Daher scheint das Resonanzkonzept nicht nur insofern über das Anerkennungskonzept hinauszugehen, als es auch solche Formen gelingender oder gestörter Weltbeziehung theoriestrategisch einzubeziehen erlaubt, sondern es scheint auch im Hinblick auf eine Neuinterpretation sozialer Interaktionsverhältnisse fruchtbar zu sein: Mit Hilfe des Resonanzkonzeptes lässt sich einerseits die Konstituierung der Subjektivität aus der Intersubjektivität, wie sie seit G. H. Meads einflussreichen Arbeiten in der Soziologie diskutiert wird, aufschlussreich rekonstruieren, und andererseits erklären, wieso das Ignorieren bzw. die Indifferenz gegenüber einer Person in aller Regel schwerwiegendere Folgen hat als ihre Missachtung im Sinne einer expliziten Missbilligung oder Abwertung.
Entfremdungserfahrungen lassen sich im Lichte dieser Annahme als Konsequenzen „stummer“, nicht-resonierender Beziehungen interpretieren; sie können sich trotz und unter Umständen gerade infolge erfolgreicher instrumenteller Beziehungen zu Dingen, Menschen, Räumen etc. einstellen.
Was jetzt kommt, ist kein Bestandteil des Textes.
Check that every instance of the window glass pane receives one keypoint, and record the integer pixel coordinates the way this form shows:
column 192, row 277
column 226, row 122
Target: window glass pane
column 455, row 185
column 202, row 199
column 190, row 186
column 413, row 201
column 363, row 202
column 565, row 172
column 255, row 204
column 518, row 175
Indem auf diese Weise anhand des Begriffspaares Resonanz/Entfremdung ein normativ gehaltvolles, gesellschaftstheoretisch fundiertes und empirisch anschlussfähiges Diagnoseinstrument für Störungen in der Weltbeziehung moderner Subjekte etabliert und für die empirische Forschung operationalisierbar gemacht wird, hoffen wir, einen neuen Indikator für Lebensqualität und menschliches Wohlergehen zu gewinnen. Dieser soll es erlauben, die für die Moderne seit der Aufklärung konstitutive Fortschrittshoffnung von den modernen Dynamisierungsprinzipien zu trennen, so dass die Förderung des menschlichen Wohlergehens als Politik- und Gestaltungsziel nicht nur erhalten bleibt, sondern potentiell gerade gegen die systemischen und kapitalistischen Steigerungsimperative in Anschlag gebracht werden kann.